STANDARD: Jedenfalls fantastisch, mit welch guter Laune Sie mir das schon in aller Früh sagen!

Gruber: Ich hab heute schon Sport gemacht, damit ich nicht so verschlafen in meinen Italienischunterricht komme. Ich hatte ja geplant, als die ganze Pandemiescheiße losging, dass ich eine Zeitlang nach Florenz gehe. Dann musste ich aber überhastet wieder zurückreisen, und seither nehme ich ein bisserl Privatunterricht.

STANDARD: Dann sagen Sie uns doch bitte gleich, was Pandemiescheiße auf Italienisch heißt.

Gruber: Merda pandemica ... vermute ich, aber Italienisch ist zu wundervoll für so einen Mist. Französisch ist die eleganteste Sprache, Italienisch aber die schönste. Moi schaun, ob ich’s derlerne.

STANDARD: Klingt, als wollten Sie sich Ihren Wunsch nach einem Landgut samt Weingut in der Toskana doch noch erfüllen.

Gruber: Um Gottes Willen! Ich kauf mir sicher keine Arbeit! Wenn, dann kauf ich mir nur Vergnügen.

STANDARD: Wenn Sie Depperte treffen, hört man, dann schauen Sie diesen ganz tief in die Augen und fragen sie, ob sie glücklich sind.

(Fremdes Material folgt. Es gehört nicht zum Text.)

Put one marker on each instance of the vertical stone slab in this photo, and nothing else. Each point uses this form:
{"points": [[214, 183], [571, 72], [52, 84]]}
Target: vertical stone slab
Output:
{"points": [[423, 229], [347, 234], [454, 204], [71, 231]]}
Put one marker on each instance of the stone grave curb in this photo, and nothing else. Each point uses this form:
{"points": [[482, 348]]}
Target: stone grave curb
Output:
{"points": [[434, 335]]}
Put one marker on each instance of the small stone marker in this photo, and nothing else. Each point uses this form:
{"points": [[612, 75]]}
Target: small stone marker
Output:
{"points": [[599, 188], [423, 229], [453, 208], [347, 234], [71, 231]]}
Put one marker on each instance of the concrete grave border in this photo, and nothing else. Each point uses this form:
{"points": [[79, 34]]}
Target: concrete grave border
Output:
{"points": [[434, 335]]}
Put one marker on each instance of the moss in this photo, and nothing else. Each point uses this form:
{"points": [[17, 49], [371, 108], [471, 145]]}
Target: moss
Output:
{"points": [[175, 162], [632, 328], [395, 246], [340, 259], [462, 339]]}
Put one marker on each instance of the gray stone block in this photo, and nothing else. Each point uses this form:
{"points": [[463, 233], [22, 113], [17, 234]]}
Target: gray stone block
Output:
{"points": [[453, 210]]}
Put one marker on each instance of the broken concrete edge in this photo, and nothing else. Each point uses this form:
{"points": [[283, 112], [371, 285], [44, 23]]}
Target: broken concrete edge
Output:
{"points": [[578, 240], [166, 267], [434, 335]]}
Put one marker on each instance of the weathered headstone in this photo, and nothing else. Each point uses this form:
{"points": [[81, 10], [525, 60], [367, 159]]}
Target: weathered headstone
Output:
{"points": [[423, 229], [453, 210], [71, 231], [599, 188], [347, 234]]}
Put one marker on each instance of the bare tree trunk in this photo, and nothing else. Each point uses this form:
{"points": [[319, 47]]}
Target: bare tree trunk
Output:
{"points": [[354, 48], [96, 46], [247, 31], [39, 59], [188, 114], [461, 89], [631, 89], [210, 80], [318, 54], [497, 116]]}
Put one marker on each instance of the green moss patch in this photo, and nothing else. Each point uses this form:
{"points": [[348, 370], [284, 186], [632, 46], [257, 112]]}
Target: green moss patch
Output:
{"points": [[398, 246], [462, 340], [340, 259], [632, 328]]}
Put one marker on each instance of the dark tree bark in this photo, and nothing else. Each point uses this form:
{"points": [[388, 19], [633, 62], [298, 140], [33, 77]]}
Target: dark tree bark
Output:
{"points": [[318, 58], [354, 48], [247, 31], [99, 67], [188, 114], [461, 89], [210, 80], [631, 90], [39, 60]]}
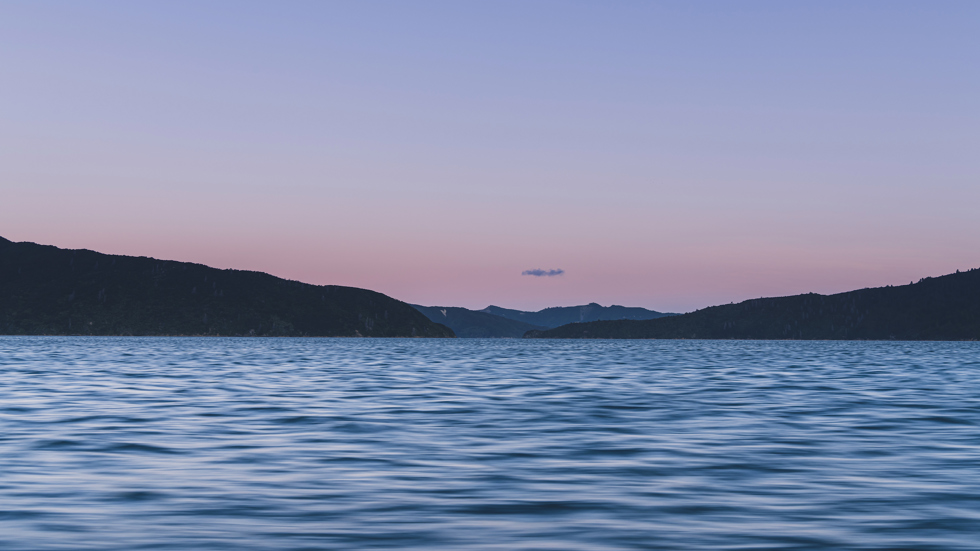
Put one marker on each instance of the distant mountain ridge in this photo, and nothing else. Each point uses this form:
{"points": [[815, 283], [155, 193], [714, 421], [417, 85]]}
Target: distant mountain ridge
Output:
{"points": [[934, 308], [563, 315], [475, 324], [45, 290], [496, 322]]}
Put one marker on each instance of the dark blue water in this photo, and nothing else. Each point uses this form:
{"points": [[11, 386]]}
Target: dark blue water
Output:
{"points": [[135, 443]]}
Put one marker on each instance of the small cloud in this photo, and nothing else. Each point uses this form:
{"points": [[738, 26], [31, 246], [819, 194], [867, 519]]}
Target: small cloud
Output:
{"points": [[543, 273]]}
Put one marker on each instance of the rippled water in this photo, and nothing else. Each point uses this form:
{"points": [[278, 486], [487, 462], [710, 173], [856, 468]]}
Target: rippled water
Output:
{"points": [[140, 443]]}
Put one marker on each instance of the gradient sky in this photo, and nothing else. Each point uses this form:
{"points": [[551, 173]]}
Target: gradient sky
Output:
{"points": [[671, 155]]}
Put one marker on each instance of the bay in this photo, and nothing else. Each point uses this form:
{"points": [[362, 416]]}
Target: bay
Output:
{"points": [[289, 444]]}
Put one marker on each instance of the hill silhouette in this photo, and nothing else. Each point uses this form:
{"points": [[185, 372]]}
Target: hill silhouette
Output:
{"points": [[45, 290], [475, 324], [935, 308], [562, 315]]}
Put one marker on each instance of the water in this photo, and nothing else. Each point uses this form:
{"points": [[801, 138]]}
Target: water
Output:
{"points": [[288, 444]]}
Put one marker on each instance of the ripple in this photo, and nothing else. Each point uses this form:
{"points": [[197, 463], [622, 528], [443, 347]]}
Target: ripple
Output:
{"points": [[157, 443]]}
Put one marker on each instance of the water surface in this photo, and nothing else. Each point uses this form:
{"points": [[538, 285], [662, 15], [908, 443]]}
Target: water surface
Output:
{"points": [[289, 444]]}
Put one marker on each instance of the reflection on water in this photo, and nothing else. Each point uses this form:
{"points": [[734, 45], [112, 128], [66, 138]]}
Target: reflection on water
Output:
{"points": [[140, 443]]}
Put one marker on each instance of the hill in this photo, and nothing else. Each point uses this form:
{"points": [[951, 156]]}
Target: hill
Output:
{"points": [[562, 315], [473, 324], [935, 308], [45, 290]]}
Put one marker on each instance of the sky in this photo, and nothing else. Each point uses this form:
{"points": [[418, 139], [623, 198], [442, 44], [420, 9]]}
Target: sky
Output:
{"points": [[526, 154]]}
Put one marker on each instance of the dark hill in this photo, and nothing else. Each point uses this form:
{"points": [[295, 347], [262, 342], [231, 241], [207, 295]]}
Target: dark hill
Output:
{"points": [[472, 324], [45, 290], [561, 315], [939, 308]]}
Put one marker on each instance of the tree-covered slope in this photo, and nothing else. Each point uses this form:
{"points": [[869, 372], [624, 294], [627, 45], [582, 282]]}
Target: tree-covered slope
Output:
{"points": [[45, 290], [939, 308], [561, 315], [473, 324]]}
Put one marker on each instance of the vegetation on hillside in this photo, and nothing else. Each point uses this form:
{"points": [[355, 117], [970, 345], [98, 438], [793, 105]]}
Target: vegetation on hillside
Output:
{"points": [[935, 308], [45, 290]]}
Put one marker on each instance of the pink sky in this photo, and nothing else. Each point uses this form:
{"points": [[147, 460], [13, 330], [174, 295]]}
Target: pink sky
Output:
{"points": [[665, 158]]}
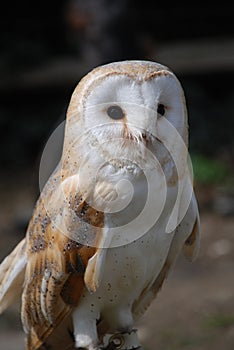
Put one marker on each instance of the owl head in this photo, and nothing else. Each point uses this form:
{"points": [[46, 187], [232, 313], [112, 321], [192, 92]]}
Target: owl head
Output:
{"points": [[120, 109]]}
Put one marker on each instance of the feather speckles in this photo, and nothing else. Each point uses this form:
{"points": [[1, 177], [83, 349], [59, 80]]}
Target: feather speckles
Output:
{"points": [[83, 272]]}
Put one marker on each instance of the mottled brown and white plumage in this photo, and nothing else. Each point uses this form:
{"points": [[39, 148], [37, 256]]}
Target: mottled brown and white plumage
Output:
{"points": [[113, 216]]}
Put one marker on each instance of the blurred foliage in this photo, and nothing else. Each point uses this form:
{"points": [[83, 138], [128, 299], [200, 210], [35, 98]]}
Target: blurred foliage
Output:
{"points": [[219, 321], [208, 171]]}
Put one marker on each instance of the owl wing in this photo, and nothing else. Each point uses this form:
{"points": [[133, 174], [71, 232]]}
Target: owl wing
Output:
{"points": [[187, 240], [58, 267], [12, 275]]}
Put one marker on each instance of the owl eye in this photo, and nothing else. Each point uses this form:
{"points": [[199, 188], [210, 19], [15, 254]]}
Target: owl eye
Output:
{"points": [[115, 112], [161, 109]]}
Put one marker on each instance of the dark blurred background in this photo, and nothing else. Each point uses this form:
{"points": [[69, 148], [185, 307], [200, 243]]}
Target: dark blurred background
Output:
{"points": [[46, 47]]}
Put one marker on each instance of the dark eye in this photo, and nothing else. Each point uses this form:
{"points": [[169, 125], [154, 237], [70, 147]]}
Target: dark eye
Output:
{"points": [[161, 109], [115, 112]]}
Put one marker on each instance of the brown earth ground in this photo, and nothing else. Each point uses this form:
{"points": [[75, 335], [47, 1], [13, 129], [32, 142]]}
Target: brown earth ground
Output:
{"points": [[194, 310]]}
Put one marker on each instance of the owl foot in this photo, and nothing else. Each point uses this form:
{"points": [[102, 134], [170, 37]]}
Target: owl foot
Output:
{"points": [[122, 341]]}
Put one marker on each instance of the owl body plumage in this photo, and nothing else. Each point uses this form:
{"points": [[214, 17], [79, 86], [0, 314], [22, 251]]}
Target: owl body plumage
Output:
{"points": [[114, 215]]}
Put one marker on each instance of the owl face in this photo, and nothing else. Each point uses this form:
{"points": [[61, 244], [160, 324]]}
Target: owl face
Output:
{"points": [[119, 110]]}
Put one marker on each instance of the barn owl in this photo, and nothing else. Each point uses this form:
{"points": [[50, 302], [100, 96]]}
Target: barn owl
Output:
{"points": [[113, 216]]}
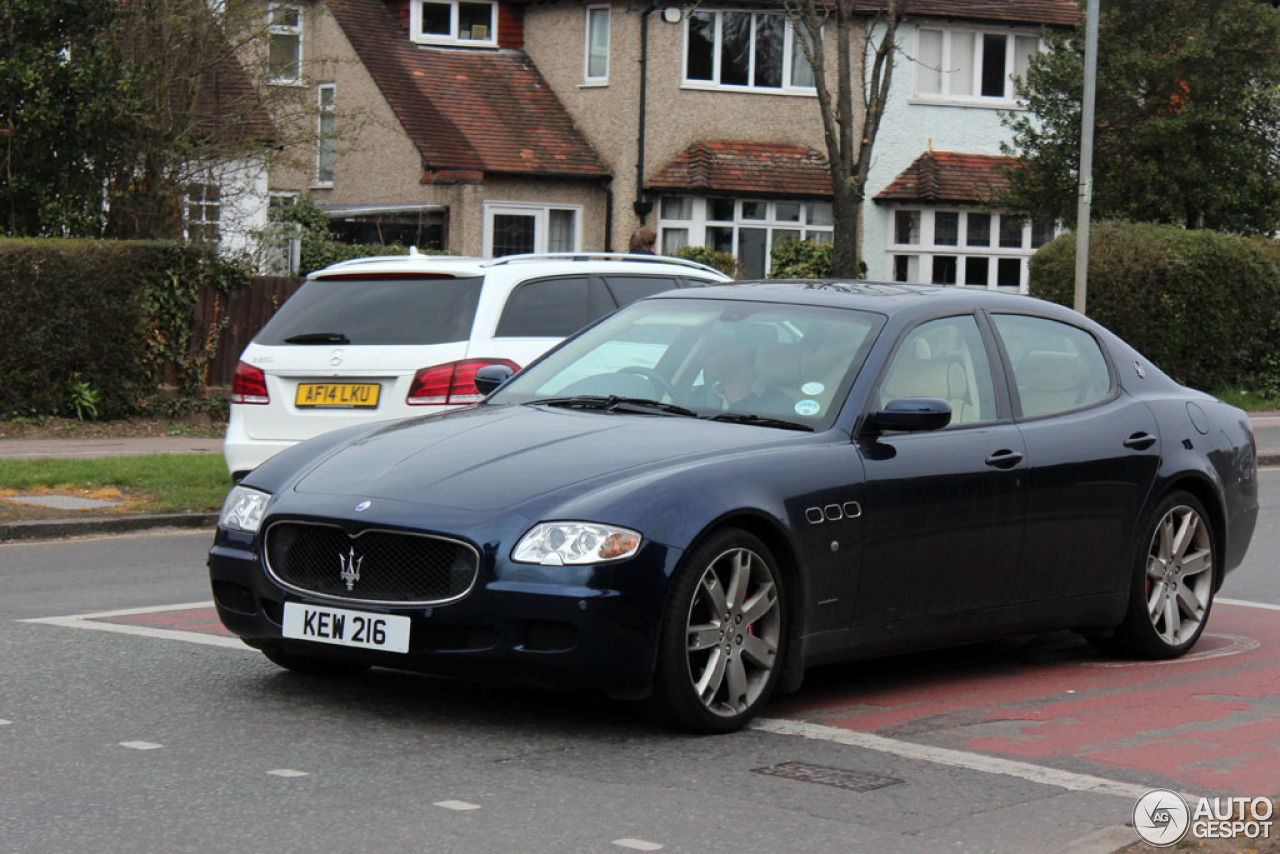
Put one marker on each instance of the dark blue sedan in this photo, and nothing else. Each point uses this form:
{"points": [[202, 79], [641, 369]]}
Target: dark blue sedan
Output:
{"points": [[711, 491]]}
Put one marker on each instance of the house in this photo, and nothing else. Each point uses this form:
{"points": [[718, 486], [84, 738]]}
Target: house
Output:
{"points": [[938, 158], [492, 127]]}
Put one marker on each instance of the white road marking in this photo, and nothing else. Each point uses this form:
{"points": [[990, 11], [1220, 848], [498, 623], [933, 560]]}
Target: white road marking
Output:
{"points": [[1243, 603], [955, 758], [90, 621], [461, 805]]}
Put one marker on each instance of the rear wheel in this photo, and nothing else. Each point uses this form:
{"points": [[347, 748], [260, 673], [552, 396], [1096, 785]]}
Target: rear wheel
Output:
{"points": [[309, 666], [1171, 590], [721, 645]]}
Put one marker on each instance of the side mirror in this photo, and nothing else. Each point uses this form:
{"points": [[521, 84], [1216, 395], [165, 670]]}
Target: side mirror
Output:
{"points": [[490, 377], [912, 415]]}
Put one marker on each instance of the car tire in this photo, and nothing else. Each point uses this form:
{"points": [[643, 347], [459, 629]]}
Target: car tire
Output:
{"points": [[722, 639], [309, 666], [1173, 583]]}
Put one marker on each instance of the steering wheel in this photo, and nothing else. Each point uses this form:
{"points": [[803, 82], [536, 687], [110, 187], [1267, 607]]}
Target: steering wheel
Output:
{"points": [[654, 378]]}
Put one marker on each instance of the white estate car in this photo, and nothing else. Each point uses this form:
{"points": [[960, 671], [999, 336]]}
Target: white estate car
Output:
{"points": [[389, 337]]}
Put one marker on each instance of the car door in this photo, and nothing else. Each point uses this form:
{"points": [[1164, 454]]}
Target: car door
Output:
{"points": [[944, 508], [1092, 455]]}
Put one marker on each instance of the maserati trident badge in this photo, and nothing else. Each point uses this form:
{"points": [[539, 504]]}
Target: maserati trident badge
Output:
{"points": [[350, 567]]}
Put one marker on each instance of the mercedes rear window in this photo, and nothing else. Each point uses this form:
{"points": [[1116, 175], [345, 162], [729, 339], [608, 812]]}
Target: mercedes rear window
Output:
{"points": [[376, 311]]}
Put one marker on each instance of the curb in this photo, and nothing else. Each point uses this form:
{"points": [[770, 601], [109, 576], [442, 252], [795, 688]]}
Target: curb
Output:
{"points": [[62, 528]]}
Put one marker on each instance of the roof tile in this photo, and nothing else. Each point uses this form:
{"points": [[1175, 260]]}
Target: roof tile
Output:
{"points": [[757, 168], [950, 177], [467, 109]]}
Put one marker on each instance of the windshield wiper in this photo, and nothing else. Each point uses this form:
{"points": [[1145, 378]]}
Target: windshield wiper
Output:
{"points": [[759, 420], [612, 403], [318, 338]]}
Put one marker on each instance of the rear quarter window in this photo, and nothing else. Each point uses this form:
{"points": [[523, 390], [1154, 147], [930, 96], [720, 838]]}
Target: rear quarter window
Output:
{"points": [[379, 311]]}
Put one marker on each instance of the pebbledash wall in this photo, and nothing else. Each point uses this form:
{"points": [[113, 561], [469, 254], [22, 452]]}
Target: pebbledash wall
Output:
{"points": [[376, 161], [910, 127], [677, 115]]}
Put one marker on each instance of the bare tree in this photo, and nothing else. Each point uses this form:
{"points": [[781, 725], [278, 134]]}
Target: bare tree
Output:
{"points": [[863, 90]]}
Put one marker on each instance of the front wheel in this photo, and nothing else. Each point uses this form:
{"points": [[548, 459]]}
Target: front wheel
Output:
{"points": [[1173, 584], [723, 634]]}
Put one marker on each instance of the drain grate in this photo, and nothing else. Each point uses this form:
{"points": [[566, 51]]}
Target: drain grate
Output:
{"points": [[62, 502], [837, 777]]}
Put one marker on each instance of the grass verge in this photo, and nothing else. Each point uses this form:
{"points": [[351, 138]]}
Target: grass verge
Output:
{"points": [[167, 483]]}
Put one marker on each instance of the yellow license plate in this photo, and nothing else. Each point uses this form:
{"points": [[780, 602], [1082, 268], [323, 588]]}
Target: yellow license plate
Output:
{"points": [[337, 394]]}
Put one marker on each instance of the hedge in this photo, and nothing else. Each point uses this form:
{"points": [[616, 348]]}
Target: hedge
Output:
{"points": [[1203, 306], [105, 316]]}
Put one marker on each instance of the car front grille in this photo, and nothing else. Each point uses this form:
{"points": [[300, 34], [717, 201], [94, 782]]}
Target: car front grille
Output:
{"points": [[392, 567]]}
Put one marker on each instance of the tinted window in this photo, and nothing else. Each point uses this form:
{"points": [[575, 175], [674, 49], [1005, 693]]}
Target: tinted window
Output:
{"points": [[629, 288], [945, 359], [378, 311], [549, 309], [1056, 366]]}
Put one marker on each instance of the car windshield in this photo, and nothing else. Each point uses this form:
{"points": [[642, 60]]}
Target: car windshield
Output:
{"points": [[753, 362], [376, 311]]}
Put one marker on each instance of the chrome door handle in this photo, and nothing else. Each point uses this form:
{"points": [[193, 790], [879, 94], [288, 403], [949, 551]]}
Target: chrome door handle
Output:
{"points": [[1139, 441], [1004, 459]]}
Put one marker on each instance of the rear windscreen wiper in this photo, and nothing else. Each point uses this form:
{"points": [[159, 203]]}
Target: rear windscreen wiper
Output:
{"points": [[759, 420], [612, 402], [318, 338]]}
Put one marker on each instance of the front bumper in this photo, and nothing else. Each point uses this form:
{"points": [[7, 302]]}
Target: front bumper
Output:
{"points": [[589, 626]]}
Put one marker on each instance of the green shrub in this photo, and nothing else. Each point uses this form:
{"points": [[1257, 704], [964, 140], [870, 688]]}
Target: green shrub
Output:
{"points": [[1203, 306], [722, 261], [104, 316], [801, 260]]}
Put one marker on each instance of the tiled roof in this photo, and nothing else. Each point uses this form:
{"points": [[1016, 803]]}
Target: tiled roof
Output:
{"points": [[476, 110], [758, 168], [950, 177], [1056, 13]]}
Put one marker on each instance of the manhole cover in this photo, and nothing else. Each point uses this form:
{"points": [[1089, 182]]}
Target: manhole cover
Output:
{"points": [[837, 777], [63, 502]]}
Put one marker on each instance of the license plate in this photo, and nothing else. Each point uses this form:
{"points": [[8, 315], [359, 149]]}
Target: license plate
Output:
{"points": [[346, 628], [337, 394]]}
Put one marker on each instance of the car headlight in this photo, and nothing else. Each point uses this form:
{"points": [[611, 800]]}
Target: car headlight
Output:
{"points": [[575, 543], [242, 511]]}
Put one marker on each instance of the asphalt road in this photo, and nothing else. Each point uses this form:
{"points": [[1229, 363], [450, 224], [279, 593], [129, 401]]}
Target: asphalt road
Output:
{"points": [[145, 743]]}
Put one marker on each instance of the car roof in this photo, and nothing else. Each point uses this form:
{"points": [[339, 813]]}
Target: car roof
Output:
{"points": [[552, 261], [881, 297]]}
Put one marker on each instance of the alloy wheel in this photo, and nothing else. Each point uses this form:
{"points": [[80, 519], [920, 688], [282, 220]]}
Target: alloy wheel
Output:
{"points": [[1179, 575], [732, 631]]}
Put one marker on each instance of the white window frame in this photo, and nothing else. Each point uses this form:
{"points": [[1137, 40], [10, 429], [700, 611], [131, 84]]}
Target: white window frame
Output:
{"points": [[542, 222], [415, 24], [699, 223], [1009, 100], [789, 48], [205, 206], [323, 138], [274, 28], [588, 78], [919, 255]]}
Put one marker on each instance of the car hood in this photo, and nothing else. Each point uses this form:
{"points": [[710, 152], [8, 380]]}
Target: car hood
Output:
{"points": [[496, 457]]}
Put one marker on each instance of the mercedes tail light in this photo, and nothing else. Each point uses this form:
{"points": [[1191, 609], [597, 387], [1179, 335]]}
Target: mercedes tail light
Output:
{"points": [[250, 386], [452, 383]]}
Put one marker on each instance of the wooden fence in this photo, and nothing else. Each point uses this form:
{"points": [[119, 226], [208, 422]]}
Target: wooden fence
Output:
{"points": [[246, 311]]}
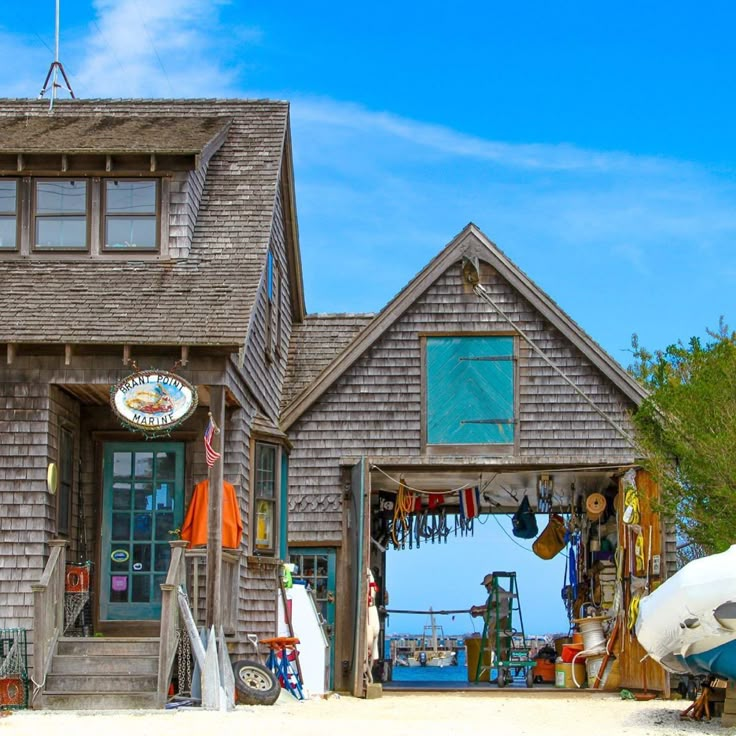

Gruber: Eine Freundin hat mir mal diesen Tipp gegeben, und die Leute sind immer völlig konsterniert, wenn man das tut, insofern fand ich das gut. Aber meistens wui man sich ja gar nicht auf Diskussionen einlassen mit Depperten, und der Großteil der Leute, die man trifft, die sind ja sowieso nett. Nur dass die Depperten halt mehr in Erinnerung bleiben.

STANDARD: Und wie glücklich ist die Frau Gruber zu Beginn des Jahres?

Gruber: Na ja, so mittelprächtig halt. Man bewegt sich in einem Vakuum, wo man nicht recht weiß, wie es weitergeht. Die Leute bräuchten ein Licht am Ende des Tunnels, aber der Tunnel ist ja noch ganz, ganz lang. Und das Panikorchester stimmt sich halt wieder auf den üblichen Tenor ein, hab ich das Gefühl, Lockdown, Lockdown, Lockdown. Anstatt dass sich die Politiker mal hinstellen und sagen: Das mit Omikron kriegen wir in den Griff. Ich find das ermüdend, privat und beruflich, weil man nichts planen kann.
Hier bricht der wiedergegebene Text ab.